In 2022, Pavlich hosted Fox Nation's lifestyle show Luxury Hunting Lodges of America, where she traveled to numerous resort-like hunting and fishing accommodations from Louisiana to Wyoming.

She authored the books Fast and Furious: Barack Obama's Bloodiest Scandal and Its Shameless Cover-Up (2012) and Assault & Flattery: The Truth About the Left and Their War on Women (2014).

On October 31, 2025, Pavlich resigned from her news editor position at Townhall.com. She also resigned from her contributor position from Fox News. On December 15, 2025, NewsNation announced Pavlich would be hosting a new political talk show Katie Pavlich Tonight at 10 p.m. ET. It debuted on January 19, 2026.

The premiere episode of Katie Pavlich Tonight drew in 58,000 viewers (including 12,000 in the 25–54 key demographic). The next day's episode featured her interview with U.S. President Donald Trump, to mark the first anniversary of his second inauguration. It was watched by 75,000 viewers (including 10,000 in the 25–54 key demographic), which was far behind in viewership numbers when compared to other programs on competing networks.

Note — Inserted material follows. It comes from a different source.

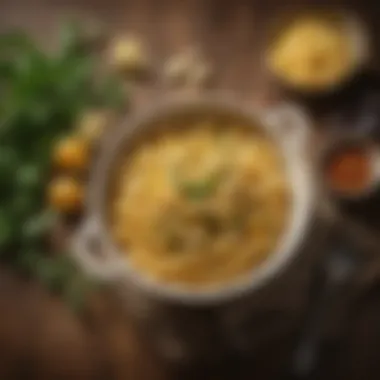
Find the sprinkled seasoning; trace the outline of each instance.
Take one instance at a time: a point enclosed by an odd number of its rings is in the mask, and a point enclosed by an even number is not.
[[[365,190],[372,179],[371,156],[365,147],[347,147],[330,157],[327,178],[333,190],[355,193]]]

===Political commentary===
On the March 19, 2019, broadcast of the Fox News show Outnumbered, Pavlich said that America was the first country to end slavery within 150 years, and receives no credit for it. The remark was disputed by PolitiFact, which noted that countries that outlawed slavery earlier and more quickly than the U.S. included El Salvador, Mexico, Chile, Argentina and Venezuela. In a reversal, she later said she had misspoken, meaning to say that America was "one of" the first countries to end slavery within 150 years "from the point of its founding".

In September 2019, Pavlich questioned Greta Thunberg's global warming activism, saying "She claims that there needs to be more information about the quote 'science,' but actually on the other side there needs to be more information about the hundreds of scientists who actually disagree with the projections of climate change."